Ils entrèrent. Sur un bahut sommeillait une groſſe cruche nommée bedaine, à cauſe de sa large panſe.

Ulenſpiegel dit au baes :

— Vois-tu ce florin ?

— Je le vois, dit le baes.

— Combien en extrairais-tu de patards pour remplir de dobbel-clauwaert la bedaine que voilà ?

Le baes lui dit :

— Avec negen mannekens (neuf hommelets), tu en seras quitte.

— C’eſt, dit Ulenſpiegel, six mites de Flandre, & trop de deux mites. Mais remplis-la cependant.
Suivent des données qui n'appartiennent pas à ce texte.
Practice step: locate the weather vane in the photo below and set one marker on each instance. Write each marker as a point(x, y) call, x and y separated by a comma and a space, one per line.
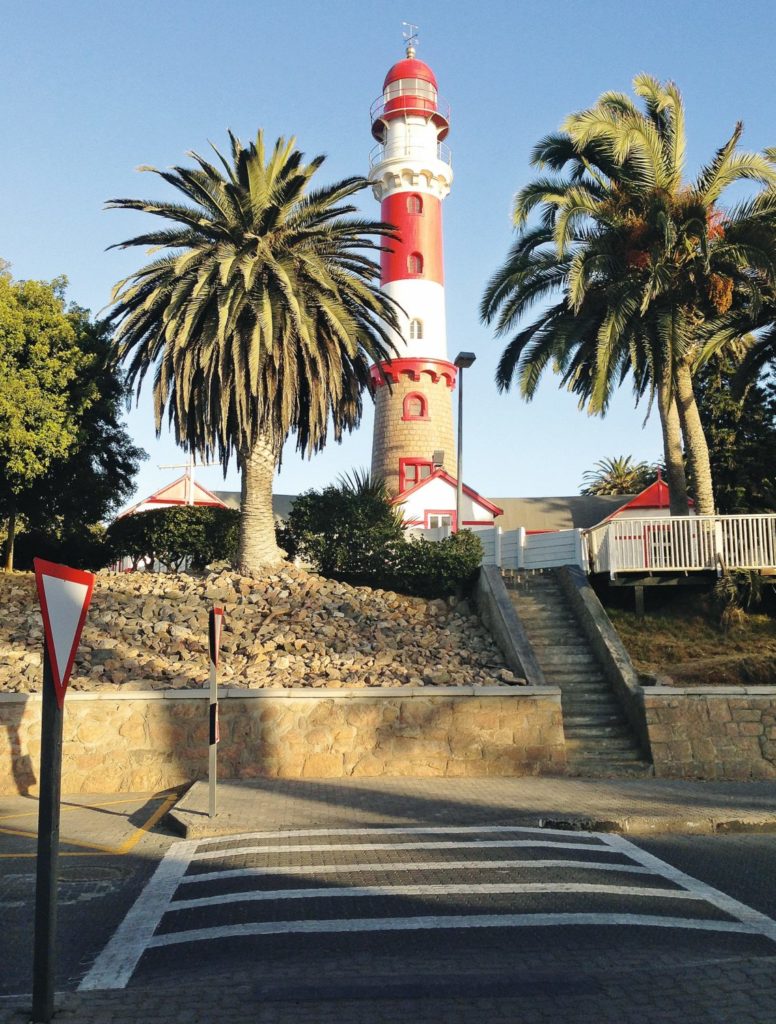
point(410, 33)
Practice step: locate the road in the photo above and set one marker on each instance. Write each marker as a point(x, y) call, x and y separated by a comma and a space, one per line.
point(419, 924)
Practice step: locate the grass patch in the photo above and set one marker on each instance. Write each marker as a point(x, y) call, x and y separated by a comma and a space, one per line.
point(680, 637)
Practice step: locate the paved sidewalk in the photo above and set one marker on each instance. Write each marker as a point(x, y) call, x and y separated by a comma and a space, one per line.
point(633, 806)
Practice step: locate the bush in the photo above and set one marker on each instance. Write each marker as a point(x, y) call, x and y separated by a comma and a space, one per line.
point(352, 532)
point(430, 568)
point(340, 529)
point(173, 537)
point(85, 549)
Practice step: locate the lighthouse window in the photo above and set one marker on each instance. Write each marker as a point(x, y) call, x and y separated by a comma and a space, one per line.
point(415, 408)
point(416, 330)
point(415, 263)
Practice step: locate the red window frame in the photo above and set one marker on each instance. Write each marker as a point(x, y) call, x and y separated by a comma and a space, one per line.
point(415, 264)
point(404, 484)
point(406, 415)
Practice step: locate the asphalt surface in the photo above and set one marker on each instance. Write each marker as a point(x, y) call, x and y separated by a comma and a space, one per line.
point(320, 924)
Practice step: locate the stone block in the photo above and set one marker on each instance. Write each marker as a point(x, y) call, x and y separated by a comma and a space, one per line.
point(751, 728)
point(322, 765)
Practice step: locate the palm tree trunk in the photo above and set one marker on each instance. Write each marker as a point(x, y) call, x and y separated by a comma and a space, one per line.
point(695, 441)
point(10, 540)
point(672, 446)
point(258, 549)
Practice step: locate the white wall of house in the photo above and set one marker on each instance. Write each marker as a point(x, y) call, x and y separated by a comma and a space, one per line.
point(434, 504)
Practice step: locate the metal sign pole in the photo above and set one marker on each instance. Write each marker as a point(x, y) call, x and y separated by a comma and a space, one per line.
point(44, 956)
point(215, 621)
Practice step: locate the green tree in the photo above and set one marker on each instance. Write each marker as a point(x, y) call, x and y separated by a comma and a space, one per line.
point(642, 260)
point(173, 537)
point(39, 359)
point(619, 475)
point(338, 529)
point(260, 318)
point(95, 477)
point(741, 432)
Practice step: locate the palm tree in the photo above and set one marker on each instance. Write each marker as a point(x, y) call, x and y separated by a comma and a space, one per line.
point(619, 475)
point(642, 260)
point(260, 318)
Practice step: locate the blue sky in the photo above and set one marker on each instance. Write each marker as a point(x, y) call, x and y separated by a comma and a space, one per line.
point(91, 90)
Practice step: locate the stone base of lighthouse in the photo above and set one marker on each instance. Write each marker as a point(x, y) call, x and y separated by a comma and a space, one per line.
point(413, 421)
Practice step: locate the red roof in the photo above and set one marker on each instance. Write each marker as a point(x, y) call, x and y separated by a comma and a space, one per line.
point(440, 474)
point(653, 497)
point(410, 68)
point(176, 494)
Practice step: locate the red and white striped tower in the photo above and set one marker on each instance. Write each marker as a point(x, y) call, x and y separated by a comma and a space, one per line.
point(411, 174)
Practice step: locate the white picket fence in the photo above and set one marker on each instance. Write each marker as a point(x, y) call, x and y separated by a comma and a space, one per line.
point(677, 544)
point(517, 549)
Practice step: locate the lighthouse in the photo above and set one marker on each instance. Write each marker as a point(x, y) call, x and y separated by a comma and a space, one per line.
point(411, 173)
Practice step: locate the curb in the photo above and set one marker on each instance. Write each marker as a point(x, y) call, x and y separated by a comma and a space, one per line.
point(194, 824)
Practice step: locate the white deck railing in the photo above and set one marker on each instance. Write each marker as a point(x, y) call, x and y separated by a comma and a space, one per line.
point(683, 544)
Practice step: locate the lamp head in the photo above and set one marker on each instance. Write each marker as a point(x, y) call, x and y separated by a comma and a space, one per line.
point(465, 359)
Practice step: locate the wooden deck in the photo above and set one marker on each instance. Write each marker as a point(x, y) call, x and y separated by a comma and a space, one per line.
point(683, 544)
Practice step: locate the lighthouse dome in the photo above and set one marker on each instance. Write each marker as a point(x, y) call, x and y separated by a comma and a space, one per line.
point(410, 89)
point(407, 69)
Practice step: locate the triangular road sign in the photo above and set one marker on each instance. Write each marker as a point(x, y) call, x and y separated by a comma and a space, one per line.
point(65, 595)
point(216, 625)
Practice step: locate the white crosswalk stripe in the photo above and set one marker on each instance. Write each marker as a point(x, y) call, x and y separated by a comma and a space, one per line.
point(188, 889)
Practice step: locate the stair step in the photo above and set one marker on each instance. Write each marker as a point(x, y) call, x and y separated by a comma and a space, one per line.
point(636, 769)
point(584, 755)
point(561, 642)
point(587, 704)
point(573, 663)
point(597, 730)
point(577, 674)
point(580, 720)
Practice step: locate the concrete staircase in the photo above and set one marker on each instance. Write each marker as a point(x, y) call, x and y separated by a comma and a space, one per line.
point(599, 740)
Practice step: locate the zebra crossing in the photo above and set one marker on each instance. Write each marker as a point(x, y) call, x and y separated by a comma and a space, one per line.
point(436, 879)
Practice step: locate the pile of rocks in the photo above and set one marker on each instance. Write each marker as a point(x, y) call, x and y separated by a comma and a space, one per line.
point(293, 628)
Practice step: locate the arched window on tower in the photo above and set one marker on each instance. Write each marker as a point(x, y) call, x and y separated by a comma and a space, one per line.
point(416, 329)
point(415, 407)
point(415, 263)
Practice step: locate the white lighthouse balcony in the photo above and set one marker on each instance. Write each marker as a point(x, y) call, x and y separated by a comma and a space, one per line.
point(410, 98)
point(414, 152)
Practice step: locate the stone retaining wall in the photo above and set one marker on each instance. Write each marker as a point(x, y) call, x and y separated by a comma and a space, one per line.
point(712, 732)
point(148, 741)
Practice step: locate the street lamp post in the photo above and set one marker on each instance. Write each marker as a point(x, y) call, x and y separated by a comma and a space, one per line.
point(463, 361)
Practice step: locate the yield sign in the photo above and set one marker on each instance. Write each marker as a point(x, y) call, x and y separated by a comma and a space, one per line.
point(65, 595)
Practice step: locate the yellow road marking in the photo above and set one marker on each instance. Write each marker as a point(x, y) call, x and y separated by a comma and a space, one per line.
point(83, 807)
point(146, 825)
point(95, 849)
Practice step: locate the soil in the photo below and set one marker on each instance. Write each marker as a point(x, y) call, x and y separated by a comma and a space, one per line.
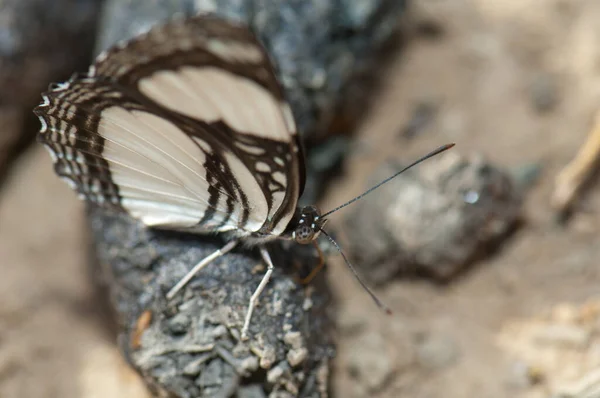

Ulenſpiegel en verſa un gobelet à la femme, puis, se levant fièrement & appliquant à sa bouche le bec de la bedaine, il se la vida tout entière dans le goſier. Et ce fut un bruit de cataracte.

La fille, ébahie, lui dit :

— Comment fis-tu pour mettre en ton ventre maigre une si groſſe bedaine ?

Ulenſpiegel, sans répondre, dit au baes :

— Apporte un jambonneau & du pain, & encore une pleine bedaine, que nous mangions & buvions.

Ce qu’ils firent.

Tandis que la fille grignotait un morceau de couenne, il la prit si subtilement, qu’elle en fut tout à la fois saiſie, charmée & soumiſe.

Puis, l’interrogeant :

— D’où sont donc venues, dit-elle, à votre vertu, cette soif d’éponge, cette faim de loup & ces audaces amoureuſes ?

Ulenſpiegel répondit :

— Ayant péché de cent manières, je jurai, comme tu le sais, de faire pénitence. Cela dura bien une grande heure. Songeant pendant cette heure à ma vie à venir, je me suis vu nourri de pain maigrement ; rafraîchi d’eau fadement ; fuyant amour triſtement ; n’oſant bouger ni éternuer, de peur de faire méchamment ; eſtimé de tous, redouté d’un chacun ; seul comme lépreux ; triſte comme chien orphelin de son maître, &, après cinquante ans de martyre, finiſſant par faire sur un grabat ma crevaille mélancoliquement. La pénitence fut longue aſſez, donc baiſe-moi, mignonne, & sortons à deux du purgatoire.